DIARY:夕焼け少年漂流記

 

2012.10.22

第36号 TMI の遠山友寛先生

 TMIの遠山先生は、簡単にその人柄を語れるような気がするだけに、実は深遠なる弁護士キャリアを歩いてこられたに違いない。
 そのお人柄をあえて簡単に言わせてもらえれば、

「強くて、明るくて、逞しくて、繊細で、情がある」

 この朝も、行きつけのサウナの中で世間話。
 「テレビは本当に軽くて、面白くなくなりましたね」(T)
 「そうですね。テレビが変われば、少しはこの国もよくなりますね」(H) 「大体この政治的な問題は、そこがポイントじゃないんですよね」(T)
 「制作しているディレクターの問題意識がないんじゃないですか」(H)

 この夜、先生の弁護士事務所の近くにあるホテルで“Entertainment/Team Japan”という会合が先生の主催で行われた。この会合の趣旨は月刊「美楽」11月号の3ページ目に御執筆頂いたのだが、要は
“目立つことを何となく避けてしまう「日本人」が主流になってしまい、日本人の文化度が企画商品化してしまった・・・・・”。

 よって、この会合でコンテンツと言われている業界に所属している人が一堂に会し、“もう一度日本人のつまらない文化感を打破するためのエネルギーを結集しよう”という趣旨。
 
 「発起人もいなければ、主催者もいないのが、自然ですよね」(T)
 「・・・・・・・・先生しか出来ないプロデュースですね」(H)

 同じ九州人として、誇りに思う先輩である。




2012.10.08

第35号 浜松町の蘇生

 浜松町の蘇生は、JR山手線の中でも最大の目玉である。
 一日に17万人の乗降客が行き交い、羽田空港も24時間化空港へと向かい、この街は、日本のどの駅よりも国際化された都市になる。

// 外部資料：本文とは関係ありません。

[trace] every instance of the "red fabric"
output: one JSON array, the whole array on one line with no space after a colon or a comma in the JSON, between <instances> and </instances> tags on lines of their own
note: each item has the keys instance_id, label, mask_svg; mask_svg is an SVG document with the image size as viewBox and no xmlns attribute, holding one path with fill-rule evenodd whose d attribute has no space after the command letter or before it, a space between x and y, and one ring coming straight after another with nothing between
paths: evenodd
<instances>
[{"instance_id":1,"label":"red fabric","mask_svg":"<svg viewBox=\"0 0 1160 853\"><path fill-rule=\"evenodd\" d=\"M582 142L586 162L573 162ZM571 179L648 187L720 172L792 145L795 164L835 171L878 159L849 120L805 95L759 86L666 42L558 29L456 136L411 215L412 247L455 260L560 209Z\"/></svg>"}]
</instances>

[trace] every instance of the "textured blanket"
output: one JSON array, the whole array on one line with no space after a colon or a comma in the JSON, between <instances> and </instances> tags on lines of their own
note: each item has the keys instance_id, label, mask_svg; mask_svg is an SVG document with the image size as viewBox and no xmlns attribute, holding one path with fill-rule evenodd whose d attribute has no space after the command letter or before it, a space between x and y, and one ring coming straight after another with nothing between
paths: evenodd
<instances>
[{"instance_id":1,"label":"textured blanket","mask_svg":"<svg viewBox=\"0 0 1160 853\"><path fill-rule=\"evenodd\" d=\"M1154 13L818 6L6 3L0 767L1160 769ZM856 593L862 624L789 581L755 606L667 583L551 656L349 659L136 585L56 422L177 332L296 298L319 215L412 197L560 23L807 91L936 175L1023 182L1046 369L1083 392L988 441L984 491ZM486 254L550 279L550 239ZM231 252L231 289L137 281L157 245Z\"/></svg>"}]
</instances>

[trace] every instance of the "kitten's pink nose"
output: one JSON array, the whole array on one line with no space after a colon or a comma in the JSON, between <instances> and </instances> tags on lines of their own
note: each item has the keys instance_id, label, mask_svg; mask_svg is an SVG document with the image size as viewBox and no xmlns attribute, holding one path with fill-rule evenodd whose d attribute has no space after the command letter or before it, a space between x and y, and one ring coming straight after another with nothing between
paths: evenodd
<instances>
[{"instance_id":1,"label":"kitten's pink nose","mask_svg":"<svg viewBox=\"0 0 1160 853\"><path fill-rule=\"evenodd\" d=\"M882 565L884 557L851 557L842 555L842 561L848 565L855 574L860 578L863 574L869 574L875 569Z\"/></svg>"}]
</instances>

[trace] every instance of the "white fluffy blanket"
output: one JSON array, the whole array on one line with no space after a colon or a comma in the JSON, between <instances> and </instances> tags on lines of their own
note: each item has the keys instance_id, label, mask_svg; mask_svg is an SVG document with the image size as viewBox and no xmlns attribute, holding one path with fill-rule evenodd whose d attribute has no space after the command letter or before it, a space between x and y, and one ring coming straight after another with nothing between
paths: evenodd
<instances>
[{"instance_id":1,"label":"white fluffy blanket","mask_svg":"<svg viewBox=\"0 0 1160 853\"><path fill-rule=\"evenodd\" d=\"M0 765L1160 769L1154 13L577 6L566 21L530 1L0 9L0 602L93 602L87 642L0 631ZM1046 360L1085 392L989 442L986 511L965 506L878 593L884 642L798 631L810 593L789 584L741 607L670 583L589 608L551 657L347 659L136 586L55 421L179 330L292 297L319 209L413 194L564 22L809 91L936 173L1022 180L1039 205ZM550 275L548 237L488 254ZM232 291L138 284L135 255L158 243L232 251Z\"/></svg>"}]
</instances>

 大門から増上寺へと向かう参道と第一京浜の交差する東南の一角には、この街の住人なら誰もが知る金毘羅うどん屋がある。
 仕事を終えたサラリーマンはまずは、名物の秋田屋の目が開けられないほどのやきとりを焼く煙の中で、数本のもつの串焼きを平らげる。続いて、行きつけの居酒屋で、晩酌セットを2〜3時間ゆっくりとたしなみ、終電の確認を腕時計でチェックした後、残りの数十分で金毘羅うどんを食べにこの店の暖簾をくぐる。
 言ってみれば、この店はこの浜松町に住むサラリーマンたちの一日の最後を締めくくる“締めの店”なのだ。


 この一角に、新しいビルが建造される。名物の金毘羅うどんも三十年近い歴史を閉じることになるようだ。
 創造的破壊なのか、破壊的創造なのか、都市はいつも呼吸をしているが、それが街にとって健全なのか、不健康なのか、誰も検証しない。